Reproducibility has been inappropriately evaluated for years using correlation coefficients such as the Pearson or the intraclass coefficient [3]. As shown by J. Martin Bland and Douglas G. Altman in 1986, this approach is incorrect for a number of reasons. In their well-known article published on 1986, they presented a valuable method (known as the Bland–Altman method) to estimate reproducibility. Basically, this method consists of obtaining two measurements for each in a series of patients. The difference between individual pairs of values is distributed normally, with the standard deviation being related to the reproducibility of the method used for measurements.

Variability is intrinsic to the measurement processes. It can be reduced but not completely eliminated. A way of reducing variability is to make the measurement as objective as possible, by defining rules and procedures for carrying it out. In the example case, the measurement after chemotherapy could be repeated at the same institution by the same radiologist and using the same scanner.

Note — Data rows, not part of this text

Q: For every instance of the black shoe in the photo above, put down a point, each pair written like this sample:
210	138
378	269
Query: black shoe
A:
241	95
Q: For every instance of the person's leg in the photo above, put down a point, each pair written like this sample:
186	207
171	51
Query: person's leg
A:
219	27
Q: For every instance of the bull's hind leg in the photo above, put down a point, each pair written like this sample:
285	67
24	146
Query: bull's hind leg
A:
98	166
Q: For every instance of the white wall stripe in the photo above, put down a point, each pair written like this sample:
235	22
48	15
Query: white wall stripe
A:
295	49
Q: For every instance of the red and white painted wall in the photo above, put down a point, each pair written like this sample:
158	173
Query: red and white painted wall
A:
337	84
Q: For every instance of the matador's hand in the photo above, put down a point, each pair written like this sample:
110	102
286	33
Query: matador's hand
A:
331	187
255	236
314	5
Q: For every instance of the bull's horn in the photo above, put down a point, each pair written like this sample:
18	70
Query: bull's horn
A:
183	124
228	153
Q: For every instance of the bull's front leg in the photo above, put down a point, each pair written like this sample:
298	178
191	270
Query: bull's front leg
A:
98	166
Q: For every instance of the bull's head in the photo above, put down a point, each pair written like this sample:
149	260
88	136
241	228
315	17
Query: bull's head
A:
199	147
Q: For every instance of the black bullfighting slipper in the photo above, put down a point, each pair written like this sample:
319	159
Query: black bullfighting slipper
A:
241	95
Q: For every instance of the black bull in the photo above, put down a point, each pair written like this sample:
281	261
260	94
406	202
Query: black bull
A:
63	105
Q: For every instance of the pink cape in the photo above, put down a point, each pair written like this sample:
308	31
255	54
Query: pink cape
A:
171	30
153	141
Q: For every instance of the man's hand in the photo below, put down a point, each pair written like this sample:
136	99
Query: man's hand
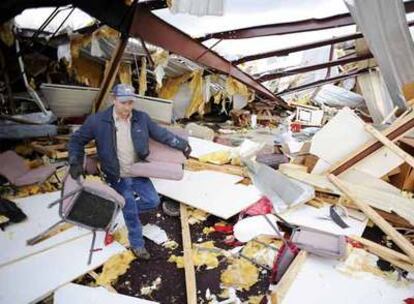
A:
76	170
187	151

In clinical practice, radiologists are subconsciously aware of measurements’ variability, with the quality of studies being the main determinant for their conclusion. They automatically apply a sort of variability to their measurements, not blindly trusting in numbers. Again, Galilei would advise to scientifically estimate this variability rather than to guess at it. Finally, apart from patient management, a formal estimation of variability is needed to design clinical studies in medical research.

In conclusion, I have shown the importance of a high reproducibility in patient follow-up. Variability is unavoidable and should be estimated in advance for each clinical setting. Physicians should be aware that a lack of reproducibility could result in a wrong interpretation of a patient clinical course and lead to inappropriate decisions.